Do you know what Skeeball, your children, and national monuments all have in common?
Facebook owns pictures of all of them.
Skeeball is one of those games that we play at an arcade one or twice a decade. Unless you have a Skeeball machine in your game room, chances are that you just don’t play it that often. But did you know that for the first time, Skeeball and Photography are meeting in the same arena? I don’t think anyone saw this one coming. Here’s what’s happened: Skeeball, much like Kleenex is actually a brand name. It operates under a copyright license and its manufactures have a vested interest in keeping their copyright intact. For every company (and there are those) that attempt to build a game on Skeeball’s existing name and technology, the Skeeball company will aggressively go after them to protect their brand. Why? Because if you don’t protect your copyright, your product can fall into the ‘common use’ legal standing and become free for all to use as they see fit.
So if your company, business idea, sculpture, etc., failed to be covered by copyright laws, what recourse do you have if someone appropriates your material? None whatsoever. Now imagine that you still do hold the copyright, but someone else owns your material. That hypothetical situation is the sad reality these days with Facebook’s terms of service. In exchange for using sites such as Facebook, they claim to hold the rights to whatever is published on their site (and by whatever is published, I mean everything that is published). From photos of our own children to pictures of public landmarks, Facebook claims to hold the rights to those images. Understandably, some cities have a problem with this.
Brussels is the capital of the European country of Belgium that is trying to take a stand against what is perceived as corporate greed, but I’m sorry to say that they’re not going about it in the best way. In an attempt to curb distribution of public sites onto social media, they are attempting to make it illegal to post pictures to social media without asking for permission first. Now lawmakers there claim that this is to protect the images from being placed on social media and that it applies to commercial/professional photographers, but there don’t appear to be any distinctions between a recreational picture taker and a professional. So as it stands, you may have to go find someone and ask before taking a picture. This is possibly not the right way to go.

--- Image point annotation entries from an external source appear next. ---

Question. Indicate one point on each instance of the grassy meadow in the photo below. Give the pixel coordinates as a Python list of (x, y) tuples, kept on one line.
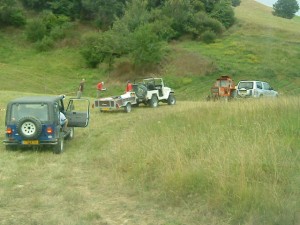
[(194, 163)]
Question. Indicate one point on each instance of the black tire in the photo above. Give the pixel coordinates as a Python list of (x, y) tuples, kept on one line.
[(70, 135), (141, 91), (11, 147), (59, 147), (127, 107), (29, 127), (171, 100), (153, 102)]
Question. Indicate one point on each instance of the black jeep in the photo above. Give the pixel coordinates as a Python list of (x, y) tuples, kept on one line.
[(35, 121)]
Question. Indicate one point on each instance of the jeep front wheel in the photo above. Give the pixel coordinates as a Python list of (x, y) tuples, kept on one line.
[(153, 102), (171, 99), (29, 127)]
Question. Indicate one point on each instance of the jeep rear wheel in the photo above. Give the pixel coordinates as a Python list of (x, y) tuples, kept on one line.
[(153, 102), (127, 107), (171, 99), (29, 127), (70, 135)]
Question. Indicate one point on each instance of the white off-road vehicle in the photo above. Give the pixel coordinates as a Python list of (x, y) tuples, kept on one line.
[(151, 91)]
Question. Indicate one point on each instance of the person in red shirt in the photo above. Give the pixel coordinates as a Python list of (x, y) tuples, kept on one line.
[(80, 88), (100, 88), (128, 86)]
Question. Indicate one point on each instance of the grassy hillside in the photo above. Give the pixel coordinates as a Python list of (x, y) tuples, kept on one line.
[(194, 163), (259, 46)]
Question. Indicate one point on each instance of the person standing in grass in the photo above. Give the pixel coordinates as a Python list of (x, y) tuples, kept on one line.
[(100, 88), (80, 88), (128, 86)]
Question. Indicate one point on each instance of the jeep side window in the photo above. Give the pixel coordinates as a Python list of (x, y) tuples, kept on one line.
[(266, 86), (259, 85)]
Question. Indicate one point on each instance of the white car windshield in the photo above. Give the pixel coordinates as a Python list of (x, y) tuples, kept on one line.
[(246, 85)]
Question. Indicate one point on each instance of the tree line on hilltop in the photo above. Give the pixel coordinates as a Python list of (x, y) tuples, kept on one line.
[(139, 29)]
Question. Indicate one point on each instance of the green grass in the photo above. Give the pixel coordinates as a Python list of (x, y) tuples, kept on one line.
[(193, 163)]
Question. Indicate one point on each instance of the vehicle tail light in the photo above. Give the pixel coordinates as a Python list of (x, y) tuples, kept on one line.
[(8, 130), (255, 93), (49, 130)]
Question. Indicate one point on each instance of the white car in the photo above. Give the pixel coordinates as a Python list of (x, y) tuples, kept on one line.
[(255, 89), (151, 91)]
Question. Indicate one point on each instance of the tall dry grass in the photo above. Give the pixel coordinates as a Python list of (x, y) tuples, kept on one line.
[(239, 159)]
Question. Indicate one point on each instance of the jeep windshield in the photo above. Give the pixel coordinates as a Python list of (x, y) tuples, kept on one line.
[(37, 110), (246, 85)]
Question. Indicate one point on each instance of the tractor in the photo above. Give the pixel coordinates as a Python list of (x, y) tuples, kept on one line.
[(223, 89)]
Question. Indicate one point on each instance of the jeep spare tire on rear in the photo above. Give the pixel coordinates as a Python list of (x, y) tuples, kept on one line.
[(29, 127)]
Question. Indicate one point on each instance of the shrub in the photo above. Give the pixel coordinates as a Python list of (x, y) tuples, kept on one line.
[(285, 8), (146, 47), (11, 16), (36, 30), (208, 37), (236, 3), (45, 44)]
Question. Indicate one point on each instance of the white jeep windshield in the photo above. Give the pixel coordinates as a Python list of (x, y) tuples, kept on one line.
[(246, 85), (39, 111)]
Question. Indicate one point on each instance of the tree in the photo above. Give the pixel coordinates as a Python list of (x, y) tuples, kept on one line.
[(285, 8), (10, 14)]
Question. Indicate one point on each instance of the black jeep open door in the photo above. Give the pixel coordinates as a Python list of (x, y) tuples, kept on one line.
[(78, 112)]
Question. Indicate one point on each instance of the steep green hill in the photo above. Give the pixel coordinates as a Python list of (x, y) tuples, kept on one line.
[(259, 46), (194, 163)]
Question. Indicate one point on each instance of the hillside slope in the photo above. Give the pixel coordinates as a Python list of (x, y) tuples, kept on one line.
[(259, 46)]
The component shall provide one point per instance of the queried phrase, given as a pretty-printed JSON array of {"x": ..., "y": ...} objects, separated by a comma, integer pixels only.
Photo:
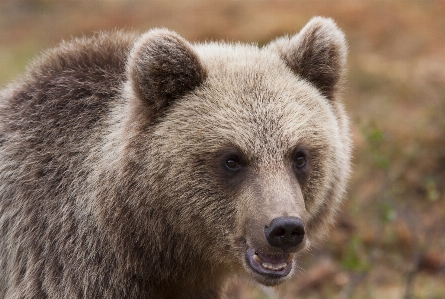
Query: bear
[{"x": 146, "y": 166}]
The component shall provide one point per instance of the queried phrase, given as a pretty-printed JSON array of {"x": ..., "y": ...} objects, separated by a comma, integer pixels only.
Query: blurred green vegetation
[{"x": 389, "y": 240}]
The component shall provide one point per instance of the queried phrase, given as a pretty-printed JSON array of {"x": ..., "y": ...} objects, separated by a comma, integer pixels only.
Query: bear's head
[{"x": 239, "y": 155}]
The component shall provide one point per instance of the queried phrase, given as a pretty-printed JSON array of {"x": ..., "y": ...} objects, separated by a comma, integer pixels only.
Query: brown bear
[{"x": 149, "y": 167}]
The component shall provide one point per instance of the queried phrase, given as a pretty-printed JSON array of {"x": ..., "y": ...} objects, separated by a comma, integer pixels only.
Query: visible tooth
[
  {"x": 257, "y": 258},
  {"x": 277, "y": 267},
  {"x": 291, "y": 257}
]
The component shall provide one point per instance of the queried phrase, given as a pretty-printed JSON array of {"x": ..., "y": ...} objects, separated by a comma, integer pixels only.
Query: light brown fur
[{"x": 111, "y": 184}]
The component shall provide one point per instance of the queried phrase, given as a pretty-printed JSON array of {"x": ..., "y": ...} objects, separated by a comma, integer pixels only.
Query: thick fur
[{"x": 111, "y": 184}]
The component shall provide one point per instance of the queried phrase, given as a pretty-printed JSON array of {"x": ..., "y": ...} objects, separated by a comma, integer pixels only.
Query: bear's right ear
[
  {"x": 162, "y": 67},
  {"x": 317, "y": 54}
]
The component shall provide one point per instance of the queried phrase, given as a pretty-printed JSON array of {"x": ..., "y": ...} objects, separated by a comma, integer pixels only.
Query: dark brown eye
[
  {"x": 232, "y": 164},
  {"x": 300, "y": 161}
]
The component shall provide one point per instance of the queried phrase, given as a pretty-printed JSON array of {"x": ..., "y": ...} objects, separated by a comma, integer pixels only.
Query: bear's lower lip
[{"x": 270, "y": 266}]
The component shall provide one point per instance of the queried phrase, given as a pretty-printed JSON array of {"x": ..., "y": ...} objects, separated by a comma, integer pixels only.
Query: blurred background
[{"x": 389, "y": 240}]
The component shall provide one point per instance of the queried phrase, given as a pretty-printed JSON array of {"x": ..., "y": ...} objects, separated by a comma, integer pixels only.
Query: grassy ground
[{"x": 389, "y": 241}]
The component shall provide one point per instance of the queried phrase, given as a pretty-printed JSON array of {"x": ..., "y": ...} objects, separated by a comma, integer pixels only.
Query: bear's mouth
[{"x": 271, "y": 266}]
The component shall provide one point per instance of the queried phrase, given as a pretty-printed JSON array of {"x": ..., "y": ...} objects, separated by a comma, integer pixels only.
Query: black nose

Of course, the real issue isn’t that the European Union is attempting to ban commercial photography of historic landmarks from being place on social media, but rather that they even allowed Facebook to get away with their rules in the first place. Why regulate the consumer when you can regulate the business and their industry? The European Union is failing to protect consumers and needs to refocus their enforcement to the companies that are allowed to get away with these unsavory practices.